Un autre point essentiel : le faible taux de mise en valeur, de diffusion et de promotion des manuscrits. La plupart de ceux qui ont été repérés sont détenus par des familles ou des collectionneurs privés. L’étude Enjeux, défis et perspectives des manuscrits anciens du Mali, menée par Dr Traoré, estime à 490 726 les manuscrits anciens qui se trouvent dans des bibliothèques ou centres localisés à Ségou, Tombouctou, Djenné, Mopti, Gao, Ansongo, Taoudéni, Boujbeha et Kayes. L’étude estime aussi à 20 306 le nombre de manuscrits qu’on retrouve directement chez des familles.
Réfléchir en synergie sur le futur des manuscrits était le but de la soirée.

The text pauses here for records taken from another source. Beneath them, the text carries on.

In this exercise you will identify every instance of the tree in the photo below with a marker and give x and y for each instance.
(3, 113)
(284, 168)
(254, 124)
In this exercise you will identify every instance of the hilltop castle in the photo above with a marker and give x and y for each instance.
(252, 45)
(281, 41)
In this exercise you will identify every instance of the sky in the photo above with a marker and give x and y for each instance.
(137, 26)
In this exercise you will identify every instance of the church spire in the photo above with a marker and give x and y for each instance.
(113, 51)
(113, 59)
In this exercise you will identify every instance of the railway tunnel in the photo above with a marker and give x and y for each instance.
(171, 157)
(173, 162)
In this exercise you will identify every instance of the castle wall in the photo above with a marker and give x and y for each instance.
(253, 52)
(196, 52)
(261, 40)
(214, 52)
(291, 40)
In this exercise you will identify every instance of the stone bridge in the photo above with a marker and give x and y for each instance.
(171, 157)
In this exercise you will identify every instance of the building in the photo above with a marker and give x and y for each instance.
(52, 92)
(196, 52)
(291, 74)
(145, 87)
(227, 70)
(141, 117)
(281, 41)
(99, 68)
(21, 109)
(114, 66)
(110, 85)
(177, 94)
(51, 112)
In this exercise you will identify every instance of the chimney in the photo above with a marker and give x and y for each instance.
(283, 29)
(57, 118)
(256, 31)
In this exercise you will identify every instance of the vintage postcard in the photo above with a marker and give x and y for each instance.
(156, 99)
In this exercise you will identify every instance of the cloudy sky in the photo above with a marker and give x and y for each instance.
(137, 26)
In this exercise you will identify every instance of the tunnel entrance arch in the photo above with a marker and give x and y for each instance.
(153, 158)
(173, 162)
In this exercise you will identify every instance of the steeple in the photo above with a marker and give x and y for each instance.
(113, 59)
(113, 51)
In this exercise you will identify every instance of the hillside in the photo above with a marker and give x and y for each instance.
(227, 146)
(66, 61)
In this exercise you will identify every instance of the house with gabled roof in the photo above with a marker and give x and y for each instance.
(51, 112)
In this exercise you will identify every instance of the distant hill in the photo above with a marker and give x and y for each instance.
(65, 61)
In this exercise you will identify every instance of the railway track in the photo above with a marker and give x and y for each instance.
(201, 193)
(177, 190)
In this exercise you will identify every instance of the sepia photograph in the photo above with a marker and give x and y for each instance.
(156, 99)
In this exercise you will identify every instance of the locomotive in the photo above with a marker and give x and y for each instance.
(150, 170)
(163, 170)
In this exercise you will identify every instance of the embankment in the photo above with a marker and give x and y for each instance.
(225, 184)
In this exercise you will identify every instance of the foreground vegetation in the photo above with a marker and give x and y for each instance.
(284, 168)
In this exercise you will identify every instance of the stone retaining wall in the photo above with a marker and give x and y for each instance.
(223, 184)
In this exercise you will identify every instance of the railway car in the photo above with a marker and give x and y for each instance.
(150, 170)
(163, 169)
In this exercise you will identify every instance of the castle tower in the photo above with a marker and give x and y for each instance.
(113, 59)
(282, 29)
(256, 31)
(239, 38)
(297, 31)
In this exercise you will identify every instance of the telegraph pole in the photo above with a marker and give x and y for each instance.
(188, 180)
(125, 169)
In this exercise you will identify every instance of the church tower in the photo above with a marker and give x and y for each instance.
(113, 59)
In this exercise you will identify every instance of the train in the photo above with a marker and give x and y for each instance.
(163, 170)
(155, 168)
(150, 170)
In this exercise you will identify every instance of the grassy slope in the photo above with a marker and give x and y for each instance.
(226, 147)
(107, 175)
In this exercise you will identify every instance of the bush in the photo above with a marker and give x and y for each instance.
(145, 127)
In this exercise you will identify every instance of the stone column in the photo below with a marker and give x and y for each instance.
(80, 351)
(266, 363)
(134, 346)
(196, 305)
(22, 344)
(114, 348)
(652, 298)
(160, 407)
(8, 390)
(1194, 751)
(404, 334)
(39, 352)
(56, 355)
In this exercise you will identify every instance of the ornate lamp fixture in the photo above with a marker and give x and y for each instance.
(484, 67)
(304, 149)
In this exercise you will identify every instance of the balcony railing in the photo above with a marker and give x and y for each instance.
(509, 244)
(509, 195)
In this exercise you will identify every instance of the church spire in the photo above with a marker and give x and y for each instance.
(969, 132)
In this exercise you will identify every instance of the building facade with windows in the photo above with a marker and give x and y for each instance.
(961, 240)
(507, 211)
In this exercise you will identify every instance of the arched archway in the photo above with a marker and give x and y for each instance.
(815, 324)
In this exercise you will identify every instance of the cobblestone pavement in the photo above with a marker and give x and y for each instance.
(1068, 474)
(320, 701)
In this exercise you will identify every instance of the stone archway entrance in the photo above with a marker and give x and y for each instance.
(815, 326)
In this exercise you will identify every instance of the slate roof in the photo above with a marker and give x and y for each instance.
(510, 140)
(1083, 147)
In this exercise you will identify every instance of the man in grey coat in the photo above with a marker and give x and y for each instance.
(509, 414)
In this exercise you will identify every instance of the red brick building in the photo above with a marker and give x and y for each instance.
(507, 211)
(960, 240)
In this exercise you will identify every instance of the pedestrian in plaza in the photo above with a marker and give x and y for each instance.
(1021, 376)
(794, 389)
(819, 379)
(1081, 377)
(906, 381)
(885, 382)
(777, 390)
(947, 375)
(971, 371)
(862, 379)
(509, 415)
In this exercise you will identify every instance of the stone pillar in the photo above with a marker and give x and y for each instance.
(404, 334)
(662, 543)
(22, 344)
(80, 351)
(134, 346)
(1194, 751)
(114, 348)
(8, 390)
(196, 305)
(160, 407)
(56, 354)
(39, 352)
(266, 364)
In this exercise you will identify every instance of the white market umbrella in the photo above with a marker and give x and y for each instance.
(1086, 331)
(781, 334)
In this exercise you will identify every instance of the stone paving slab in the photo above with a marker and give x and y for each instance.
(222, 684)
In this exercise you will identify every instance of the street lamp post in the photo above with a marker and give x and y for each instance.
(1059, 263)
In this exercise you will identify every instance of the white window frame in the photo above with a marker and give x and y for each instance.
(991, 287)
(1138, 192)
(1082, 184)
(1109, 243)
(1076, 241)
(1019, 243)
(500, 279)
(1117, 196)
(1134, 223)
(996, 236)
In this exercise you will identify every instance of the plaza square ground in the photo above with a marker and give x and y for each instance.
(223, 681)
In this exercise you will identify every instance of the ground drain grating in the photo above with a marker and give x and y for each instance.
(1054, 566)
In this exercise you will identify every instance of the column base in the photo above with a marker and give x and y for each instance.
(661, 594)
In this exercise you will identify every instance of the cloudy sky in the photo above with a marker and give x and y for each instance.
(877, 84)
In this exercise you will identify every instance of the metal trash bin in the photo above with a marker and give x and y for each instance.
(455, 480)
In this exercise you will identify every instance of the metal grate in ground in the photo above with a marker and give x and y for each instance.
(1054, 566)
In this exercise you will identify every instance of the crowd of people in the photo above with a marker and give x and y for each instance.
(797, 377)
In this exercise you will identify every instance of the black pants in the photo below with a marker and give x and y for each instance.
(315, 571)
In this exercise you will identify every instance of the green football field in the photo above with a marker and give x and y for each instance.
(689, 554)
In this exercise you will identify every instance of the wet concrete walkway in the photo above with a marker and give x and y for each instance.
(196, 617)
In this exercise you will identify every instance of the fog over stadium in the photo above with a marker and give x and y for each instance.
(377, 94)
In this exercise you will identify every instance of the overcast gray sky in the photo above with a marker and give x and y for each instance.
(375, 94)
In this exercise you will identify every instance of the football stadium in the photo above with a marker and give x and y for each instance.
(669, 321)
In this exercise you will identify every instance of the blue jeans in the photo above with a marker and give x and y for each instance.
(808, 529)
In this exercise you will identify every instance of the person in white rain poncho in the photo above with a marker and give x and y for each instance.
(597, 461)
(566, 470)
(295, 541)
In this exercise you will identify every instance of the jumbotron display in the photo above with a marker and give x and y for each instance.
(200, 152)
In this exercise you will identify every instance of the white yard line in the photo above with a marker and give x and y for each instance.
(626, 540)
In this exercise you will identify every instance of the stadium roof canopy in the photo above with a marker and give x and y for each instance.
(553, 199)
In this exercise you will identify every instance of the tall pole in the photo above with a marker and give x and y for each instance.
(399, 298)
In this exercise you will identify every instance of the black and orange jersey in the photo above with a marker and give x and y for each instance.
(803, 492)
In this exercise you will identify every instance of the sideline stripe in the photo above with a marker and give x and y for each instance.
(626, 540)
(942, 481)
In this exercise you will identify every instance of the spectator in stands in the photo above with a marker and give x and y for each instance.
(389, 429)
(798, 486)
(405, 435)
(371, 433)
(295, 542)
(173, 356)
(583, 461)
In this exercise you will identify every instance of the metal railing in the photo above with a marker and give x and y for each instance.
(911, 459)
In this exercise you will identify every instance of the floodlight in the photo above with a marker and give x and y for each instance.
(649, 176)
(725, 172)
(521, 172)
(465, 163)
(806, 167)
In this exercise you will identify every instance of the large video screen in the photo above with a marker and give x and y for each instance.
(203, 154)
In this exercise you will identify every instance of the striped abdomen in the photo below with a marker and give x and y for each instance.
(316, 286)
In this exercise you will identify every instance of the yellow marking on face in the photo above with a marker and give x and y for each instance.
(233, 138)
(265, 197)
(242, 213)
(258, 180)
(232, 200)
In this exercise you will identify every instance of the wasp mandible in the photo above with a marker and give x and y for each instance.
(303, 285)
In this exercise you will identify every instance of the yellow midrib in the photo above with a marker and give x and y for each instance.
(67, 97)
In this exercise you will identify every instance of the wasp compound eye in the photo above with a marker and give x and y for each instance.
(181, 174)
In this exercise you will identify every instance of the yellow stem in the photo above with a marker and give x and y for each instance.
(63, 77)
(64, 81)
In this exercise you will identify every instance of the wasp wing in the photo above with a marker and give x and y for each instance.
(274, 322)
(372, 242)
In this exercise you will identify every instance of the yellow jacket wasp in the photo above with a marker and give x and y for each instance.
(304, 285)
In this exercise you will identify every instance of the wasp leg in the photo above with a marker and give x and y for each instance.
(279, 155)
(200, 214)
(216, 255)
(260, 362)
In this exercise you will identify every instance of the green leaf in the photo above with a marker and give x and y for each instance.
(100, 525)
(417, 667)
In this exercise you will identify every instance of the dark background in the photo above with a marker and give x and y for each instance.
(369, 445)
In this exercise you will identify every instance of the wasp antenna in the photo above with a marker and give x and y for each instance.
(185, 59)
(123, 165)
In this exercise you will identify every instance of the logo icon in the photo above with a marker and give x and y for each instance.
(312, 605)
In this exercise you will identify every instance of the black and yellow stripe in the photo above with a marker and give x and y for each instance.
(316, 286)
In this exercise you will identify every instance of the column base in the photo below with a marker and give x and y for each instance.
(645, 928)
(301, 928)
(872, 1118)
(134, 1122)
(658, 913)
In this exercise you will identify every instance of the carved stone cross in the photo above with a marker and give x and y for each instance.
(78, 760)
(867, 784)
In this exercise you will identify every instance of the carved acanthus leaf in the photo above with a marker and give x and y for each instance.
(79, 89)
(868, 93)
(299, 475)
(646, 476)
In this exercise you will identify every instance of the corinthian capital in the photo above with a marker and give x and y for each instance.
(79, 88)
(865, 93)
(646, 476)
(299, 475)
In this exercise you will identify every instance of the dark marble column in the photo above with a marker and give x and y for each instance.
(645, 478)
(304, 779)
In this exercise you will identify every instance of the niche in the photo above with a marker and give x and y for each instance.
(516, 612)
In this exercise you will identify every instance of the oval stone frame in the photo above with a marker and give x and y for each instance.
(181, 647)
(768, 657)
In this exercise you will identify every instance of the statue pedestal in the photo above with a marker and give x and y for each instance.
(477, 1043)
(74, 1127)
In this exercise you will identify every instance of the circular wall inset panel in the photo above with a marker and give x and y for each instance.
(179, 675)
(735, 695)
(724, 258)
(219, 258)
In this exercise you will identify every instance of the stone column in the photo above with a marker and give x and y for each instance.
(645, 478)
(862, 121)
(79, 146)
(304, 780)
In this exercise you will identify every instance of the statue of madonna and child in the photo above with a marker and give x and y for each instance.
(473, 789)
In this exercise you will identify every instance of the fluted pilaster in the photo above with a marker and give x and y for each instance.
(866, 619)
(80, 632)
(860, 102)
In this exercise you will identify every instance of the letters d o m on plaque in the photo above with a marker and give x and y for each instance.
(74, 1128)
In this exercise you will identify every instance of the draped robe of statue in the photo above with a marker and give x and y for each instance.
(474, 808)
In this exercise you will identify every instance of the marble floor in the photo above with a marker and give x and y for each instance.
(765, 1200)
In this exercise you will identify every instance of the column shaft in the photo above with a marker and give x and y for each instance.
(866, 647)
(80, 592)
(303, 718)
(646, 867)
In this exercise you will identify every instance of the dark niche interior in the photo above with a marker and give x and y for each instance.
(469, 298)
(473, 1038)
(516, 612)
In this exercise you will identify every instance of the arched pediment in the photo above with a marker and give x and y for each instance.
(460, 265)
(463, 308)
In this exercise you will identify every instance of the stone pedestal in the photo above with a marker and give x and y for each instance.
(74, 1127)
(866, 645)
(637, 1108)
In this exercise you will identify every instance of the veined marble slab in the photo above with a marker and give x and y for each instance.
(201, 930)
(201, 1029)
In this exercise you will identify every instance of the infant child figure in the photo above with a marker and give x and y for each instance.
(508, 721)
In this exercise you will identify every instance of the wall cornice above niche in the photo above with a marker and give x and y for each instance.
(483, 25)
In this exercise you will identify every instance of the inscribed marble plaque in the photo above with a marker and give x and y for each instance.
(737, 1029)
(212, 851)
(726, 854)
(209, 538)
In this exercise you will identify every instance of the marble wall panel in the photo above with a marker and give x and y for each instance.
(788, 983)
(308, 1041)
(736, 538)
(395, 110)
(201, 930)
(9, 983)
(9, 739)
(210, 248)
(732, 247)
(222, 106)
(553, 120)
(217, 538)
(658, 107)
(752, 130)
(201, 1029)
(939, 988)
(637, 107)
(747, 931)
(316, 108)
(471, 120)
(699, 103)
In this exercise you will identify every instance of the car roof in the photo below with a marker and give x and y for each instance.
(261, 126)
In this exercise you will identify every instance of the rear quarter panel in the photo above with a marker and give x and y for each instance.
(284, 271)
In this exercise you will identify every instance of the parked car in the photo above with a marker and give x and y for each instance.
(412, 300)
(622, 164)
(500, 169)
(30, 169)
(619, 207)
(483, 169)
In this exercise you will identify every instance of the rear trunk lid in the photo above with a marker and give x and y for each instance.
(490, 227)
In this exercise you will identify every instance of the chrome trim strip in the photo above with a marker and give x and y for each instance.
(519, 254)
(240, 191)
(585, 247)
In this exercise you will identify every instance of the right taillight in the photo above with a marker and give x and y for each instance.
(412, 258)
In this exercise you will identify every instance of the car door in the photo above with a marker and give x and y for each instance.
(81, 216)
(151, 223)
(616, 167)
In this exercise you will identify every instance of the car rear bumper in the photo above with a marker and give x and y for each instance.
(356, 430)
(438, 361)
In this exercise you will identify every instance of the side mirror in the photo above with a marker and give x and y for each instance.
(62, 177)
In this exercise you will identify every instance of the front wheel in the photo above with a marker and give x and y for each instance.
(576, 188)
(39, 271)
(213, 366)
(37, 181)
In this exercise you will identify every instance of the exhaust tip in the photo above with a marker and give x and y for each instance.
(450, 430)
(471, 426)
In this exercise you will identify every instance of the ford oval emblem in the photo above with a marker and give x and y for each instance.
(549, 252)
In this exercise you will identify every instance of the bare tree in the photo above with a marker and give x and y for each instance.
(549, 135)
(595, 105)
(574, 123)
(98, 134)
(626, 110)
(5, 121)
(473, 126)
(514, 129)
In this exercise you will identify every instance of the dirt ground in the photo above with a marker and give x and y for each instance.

Des propositions aussi pertinentes les unes que les autres n’ont pas manqué d’être exposées : la numérisation des manuscrits, leur traduction en français, la langue officielle du pays afin de les rendre plus accessibles, en faire des livres.
« Il faut une politique claire, soutenue par une vision réaliste. Les manuscrits sont confrontés à de nombreux défis, notamment celui de la préservation, de leur sauvegarde mais surtout de leur exploitation ainsi que leur valorisation. », conclut le ministre de l’Artisanat, de la culture, de l’industrie hôtelière et du tourisme, Andogoly Guindo.